Enterprises who provide their employees with mobile devices are ahead of the curb compared to the cheaper and riskier BYOD mobile policy. While the COPE mobile policy is a better fit for a more successful and evolving mobile lifecycle, there is some debate as to how and when to put smartphones and other mobile devices into the hands of those employees who need them.
There are many things to consider when a business decides to furnish staff with mobile devices. The logistics of shipping and verifying delivery of new mobile devices have certain factors to look at: timing, locations, and method of delivery. If it takes several days to have the devices ship to the IT department, that may be problematic with a staff that either work remotely or travel frequently. Another issue to mull over regarding coordinating delivery is to determine whether deliveries of mobile devices should dovetail with training at specific company locations. This could be advantageous: employees who are being trained for their specific roles can also be trained on appropriate mobile device policies after being provided with the device. On-schedule delivery may be key to new business practices. Equipping new employees on Day 1 is also crucial to productivity. There is also a risk that a new employee could suddenly quit or be terminated during a trial period and walk off with the newly provisioned mobile device, which could cause a headache as the IT department seeks to minimize corporate data loss. An IT department must be able to ensure that the quality and quantity of delivered mobile devices can be verified with ease. The goal is not just to safeguard against mobile device theft but also to avoid incurring excess expenses in replacing said devices.

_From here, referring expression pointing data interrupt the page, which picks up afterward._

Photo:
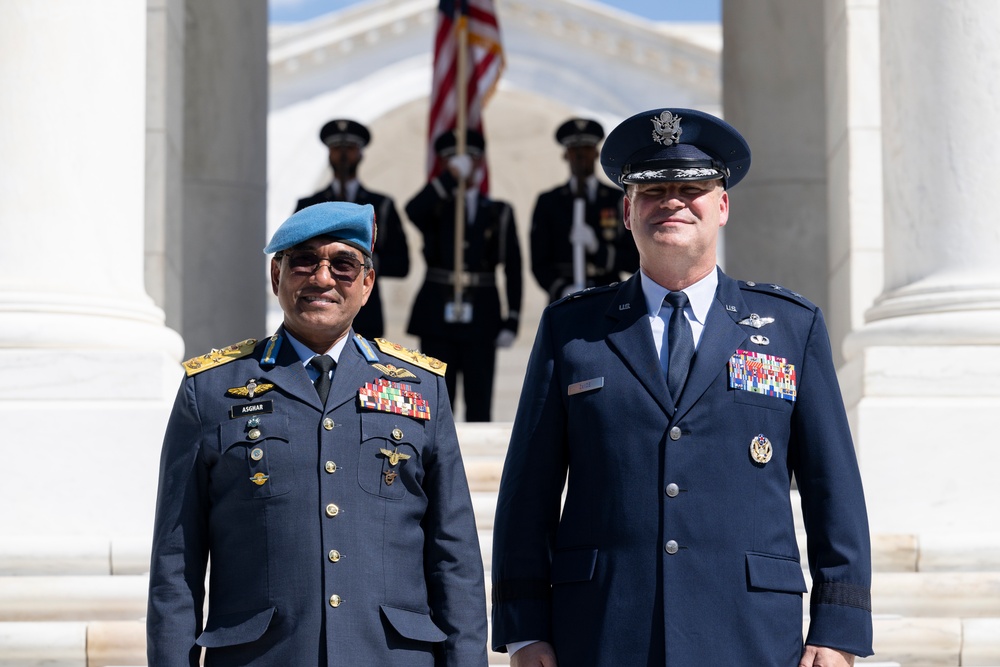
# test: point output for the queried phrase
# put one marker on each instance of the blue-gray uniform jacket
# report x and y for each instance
(338, 535)
(676, 544)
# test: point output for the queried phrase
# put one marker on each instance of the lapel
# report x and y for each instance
(632, 338)
(720, 338)
(289, 374)
(353, 371)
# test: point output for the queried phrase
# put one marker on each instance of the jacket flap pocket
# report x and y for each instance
(413, 624)
(775, 573)
(569, 565)
(237, 628)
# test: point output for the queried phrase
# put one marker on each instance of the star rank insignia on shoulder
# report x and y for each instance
(416, 358)
(219, 357)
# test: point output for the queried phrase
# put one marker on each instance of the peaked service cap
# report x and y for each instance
(675, 145)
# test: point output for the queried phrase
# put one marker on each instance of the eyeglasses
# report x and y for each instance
(341, 267)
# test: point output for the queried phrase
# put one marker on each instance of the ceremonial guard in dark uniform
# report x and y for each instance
(466, 338)
(346, 140)
(645, 511)
(320, 473)
(607, 247)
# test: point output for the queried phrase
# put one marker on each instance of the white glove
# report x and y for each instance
(460, 166)
(584, 235)
(570, 289)
(505, 338)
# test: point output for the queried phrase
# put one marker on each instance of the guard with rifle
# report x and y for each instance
(458, 314)
(578, 239)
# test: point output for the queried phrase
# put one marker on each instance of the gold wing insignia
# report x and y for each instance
(395, 373)
(416, 358)
(394, 456)
(219, 357)
(251, 390)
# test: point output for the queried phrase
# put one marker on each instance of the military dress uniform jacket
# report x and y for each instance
(552, 252)
(676, 545)
(490, 241)
(324, 549)
(391, 255)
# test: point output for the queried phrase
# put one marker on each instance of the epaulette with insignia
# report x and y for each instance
(414, 357)
(219, 357)
(777, 290)
(588, 291)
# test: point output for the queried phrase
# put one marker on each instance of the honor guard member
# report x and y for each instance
(320, 474)
(607, 247)
(678, 407)
(346, 141)
(466, 338)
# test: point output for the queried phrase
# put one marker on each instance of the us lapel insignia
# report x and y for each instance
(760, 449)
(251, 389)
(395, 373)
(394, 456)
(755, 321)
(395, 397)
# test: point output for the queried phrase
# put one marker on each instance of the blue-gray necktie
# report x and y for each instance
(323, 363)
(681, 343)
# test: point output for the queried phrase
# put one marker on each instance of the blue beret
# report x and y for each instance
(675, 145)
(353, 224)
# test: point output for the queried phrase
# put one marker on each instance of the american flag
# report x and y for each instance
(484, 64)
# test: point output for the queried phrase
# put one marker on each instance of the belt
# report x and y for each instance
(469, 278)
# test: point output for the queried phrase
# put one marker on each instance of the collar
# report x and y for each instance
(700, 295)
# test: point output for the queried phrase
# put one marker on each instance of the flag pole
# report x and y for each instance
(461, 122)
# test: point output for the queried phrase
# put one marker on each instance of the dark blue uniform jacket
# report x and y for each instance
(675, 545)
(296, 508)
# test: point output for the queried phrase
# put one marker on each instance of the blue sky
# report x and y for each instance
(289, 11)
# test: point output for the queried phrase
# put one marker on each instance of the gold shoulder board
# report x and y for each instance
(414, 357)
(219, 357)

Here’s an important question to ask when determining the efficacy of this aspect of mobility lifecycle management: can it be beneficial for different locations and employee groups activate on different carriers and/or plans? Often organizations shy away from using multiple carriers for teams in different geographic locations. This gives the impression that this adds more to an IT department’s workflow. However, this may also benefit the company by providing teams with better coverage and potentially reducing wireless expenses.
Who can guarantee that deploying hundreds or even thousands of mobile devices to hundreds of addresses won’t devolve into a confused mess? Now, some readers may think “this is too complicated for my team to handle, it might be better if we let our employees use their own devices.” While a BYOD policy may give the impression of a cheaper and easier method of mobility management, a BYOD policy has additional costs and risks associated with it. The best bet is a mobility lifecycle management solution that includes mobile procurement. They have the expertise in tracking systems to maintain organization and processes to confirm that devices have arrived at their optimal destinations and are in use by the respective employees. Often these solutions have staff dedicated to carrying out delivery logistics and end-user support for the new recipients of the mobile devices. There are some mobility lifecycle management companies that can meet these mobility needs at no net costs. Regardless of what strategy an organization chooses to manage provisioning and procurement one must make sure that the timing, locations, and method of delivery of mobile devices are efficient and cost-effective.